Natürlich ist ein Flesh-Tunnel was anderes als einen herkömmliches Ohrring, aber es kommt ja auch auf die Art an, wie man es nach aussen hin präsentiert. Ich meine, wenn Du ansonsten eine gepflegte Erscheinung abgibst, sollte das in Ordnung sein.
Schlechtere Chancen im Beruf vermag ich nicht zu sagen, ich trage selbst keinen Schmuck o. ä., weiss aber von Unternehmen, wo man schon argwöhnisch betrachtet wird, wenn man selbst nur die Haare nicht mainstreamlike hat.
Bei Frauen ist man aber generell nachsichtiger, Männer haben, was das Äussere betrifft, schlechtere Karten. Was ich auch nicht in Ordnung finde, weil beide Geschlechter gleich behandelt werden sollte und nicht eins bevorzugt werden sollte. Und vor allem sollten im Beruf auf die Qualifikation ein Augenmerk gelegt werden, nicht nur aufs Äussere.
Denn wir haben schon genug Nieten in Nadelstreifen an der Spitze stehen, wenn Du verstehst, was ich meine.

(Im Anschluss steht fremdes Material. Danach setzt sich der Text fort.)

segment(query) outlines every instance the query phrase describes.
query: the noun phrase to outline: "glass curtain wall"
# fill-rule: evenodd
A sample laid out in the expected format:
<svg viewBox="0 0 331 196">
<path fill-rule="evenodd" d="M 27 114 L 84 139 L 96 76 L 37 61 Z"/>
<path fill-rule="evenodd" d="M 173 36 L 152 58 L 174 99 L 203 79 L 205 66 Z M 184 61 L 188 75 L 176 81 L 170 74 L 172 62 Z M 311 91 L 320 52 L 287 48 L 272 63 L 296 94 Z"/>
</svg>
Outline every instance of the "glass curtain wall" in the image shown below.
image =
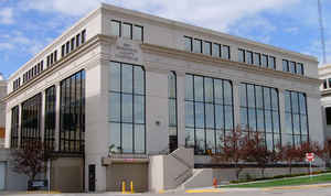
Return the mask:
<svg viewBox="0 0 331 196">
<path fill-rule="evenodd" d="M 286 130 L 284 144 L 300 145 L 309 140 L 306 94 L 285 90 Z"/>
<path fill-rule="evenodd" d="M 56 118 L 56 88 L 52 86 L 45 91 L 45 150 L 55 150 L 55 118 Z"/>
<path fill-rule="evenodd" d="M 178 124 L 177 124 L 177 75 L 170 72 L 168 75 L 168 105 L 169 105 L 169 150 L 178 148 Z"/>
<path fill-rule="evenodd" d="M 217 153 L 233 131 L 233 88 L 229 80 L 186 74 L 185 145 L 195 154 Z"/>
<path fill-rule="evenodd" d="M 22 104 L 21 146 L 41 141 L 41 105 L 42 95 L 28 99 Z"/>
<path fill-rule="evenodd" d="M 267 149 L 273 151 L 281 142 L 278 90 L 242 83 L 239 97 L 242 130 L 258 131 Z"/>
<path fill-rule="evenodd" d="M 85 70 L 60 84 L 60 151 L 83 153 L 85 145 Z"/>
<path fill-rule="evenodd" d="M 20 119 L 20 110 L 19 106 L 15 106 L 11 109 L 11 140 L 10 148 L 17 149 L 19 148 L 19 119 Z"/>
<path fill-rule="evenodd" d="M 145 70 L 110 63 L 109 148 L 113 153 L 146 153 Z"/>
</svg>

Ich sage mal: Probiers aus, und achte auf die Reaktionen Deines Freundeskreises und Deiner Verwandten. Fremde Leute sollten Dir keine Angst machen, mit denen hast Du eh nix zu tun.
Was den Beruf angeht: Chefs, die nicht nur mit Scheuklappen durchs Leben gehen, achten auf wesentlichere Dinge, als nur auf nonkonformen Schmuck. Bei Arbeitskollegen ebenso.

Bei mir ist es ähnlich, ich kleide mich nicht mainstreamlike und habe bei meiner Einstellung auch gar nicht erst gefragt, welche Kleidernorm üblich ist. Ich bin selbstbewusst genug, so zu sein, wie ICH es möchte, nicht wie die anderen mich haben wollen.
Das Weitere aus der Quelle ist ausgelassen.